After the workshop and sat back on the bench in full sun, some of the surface roots have been exposed but this is before repotting.
Raised in the pot, old soil removed and root flare exposed.
I didnt expect visible growth to pick up for a month as probably half the roots were pruned back but then we got the wettest April , coldest May and now the wild windiest wet June I can remember ! The tree coped perfectly all right with the wet as the soil mix lets it all through but it has taken 10 weeks for the needles to start extending from the sheaths, and even now they are no-where near formed enough to candle prune and I think the tree will be weakened a lot by trying to make and open new buds in this weather.
One of the least developed set of candles - these will probably be left alone as they have so few needles already
Normally a method with a heavily repotted or weakened tree is to do nothing this year and resume candle techniques next year, but I dont like the idea of doing nothing in the tree's development for a year so am going to try something different to let the tree keep some new needles, have time to make terminal buds that wont open this year, and with luck make back buds on older wood. Most importantly the tree has a fairly even distribution of vigour - many of the candles are much the same size - and I don't want to loose this balance by letting the tree grow free for a year.
Here is the tree today - June 16th - I'm going to go with the semi cascade as it is for a while and let a sacrifice candle grow wild on the tip to pull lots of strength downwards - in time the lowest pad may be removed if it balances the tree up better
This is all guesswork at the moment but this is the plan:
(Tree is already needle plucked to 3-5 pairs per shoot with one extending candle per shoot tip)
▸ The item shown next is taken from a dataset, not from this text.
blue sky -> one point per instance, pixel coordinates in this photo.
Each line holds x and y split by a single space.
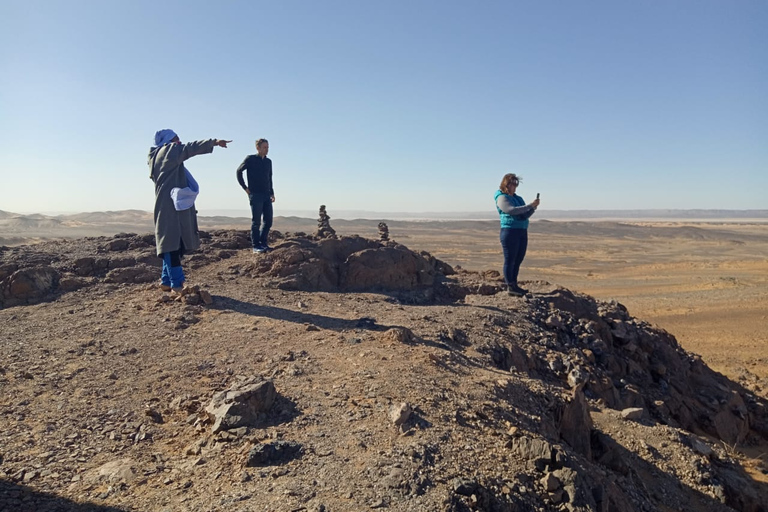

I'm going to carefully cut the new extending candles back to just leave 4-5 pairs of needless at the base as soon as there is space between the needles to get a fine pair of scissors in.
There needs to be one neat level cut leaving undamaged needles behind and I am hoping several new buds form on these cuts, but remain as dormant buds as the tree still holds some of this years needles.
Then I will just observe the tree for back budding, feed it really well and wait until Oct/Nov. If there are more than 2 new buds on any shoots they will be reduced back to 2, and the remaining older needles removed.
I'm hoping to have a tree looking similar - just 4-5 pairs of new needles on each shoot but this time with 2 buds in place for next year and some strong back buds (If we get a hot late summer some of these may have opened with a few needles if luck is on our side).
There will be an update or two on this black Pine experiment as the year goes on.
UPDATE ONE
July 20th - a few strong candles have been cut off and new buds have formed on the cuts. We had a wet 3 weeks so I put the tree in the grreenhouse to keep it dry and visible growth increased. Tiny new buds are forming on top of some branches too. The bottom branch was simplified and one shoot will be kept as a sacrifice shoot to thicken the main branch.